While returning from a business trip to Florence, Alabama I was startled to see a sign in front of a building that said "We Buy Old Race Cars and Kit Cars". I noticed that there were several European vehicles out front along with a number of kit cars from the 1960s and '70s. A quick U-turn and I was outside the former church building - complete with steeple.
The gentleman inside greeted me warily as if he had all manner of crackpots stopping for a visit- I was probably one more in a long line. He warmed up when I mentioned my interest in old British cars and he offered to show me around his Aladdin's cave of old cars.
The first stop was five (count 'em, five) 500 series Lotus Elites in various stages of neglect. Never my favorite (but then my taste has been questioned before) of the Lotus family, he said that these cars were purchased for a pittance and were destined to be sold off for parts - unless a brave soul wanted to buy a couple for restoration. Nearby, was an early Lotus Europa complete with extra-tiny rear window and Renault power. He said - almost apologetically - that the Europa was destined to have a Ford V8 transplant.

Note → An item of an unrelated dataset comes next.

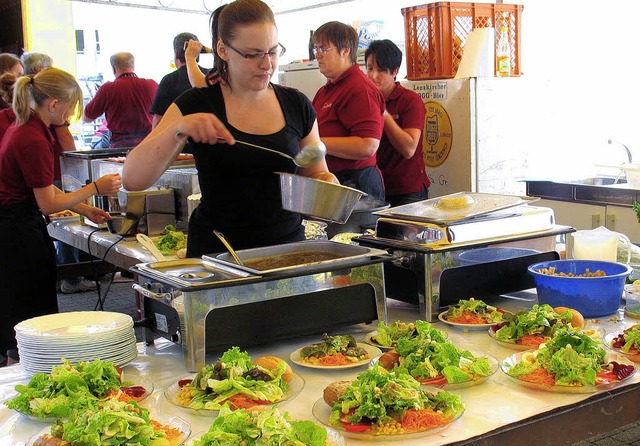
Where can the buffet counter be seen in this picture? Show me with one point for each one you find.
(498, 411)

The proprietor also showed me a couple of 50s-era Woodill Wildfire and Glasspar kit cars awaiting restoration. There were several tube frame mid engine racers from the late 60s in various states of disassembly as well.
Inside the building were several partially restored kit cars with some destined for export to Europe. In the back of the shop sat an MG TD that had received a Ford V8 engine in the 1960s. It was being restored as it was then - not back to the original Abingdon specification. The workmanship appeared to be first rate.
Back outside I was shown a Volvo PV544 that raced at Sebring in 1964. It was beautifully preserved and was being readied for the historic racing circuit.
I bid my host farewell and continued on home having spent about an hour in a pretty cool place.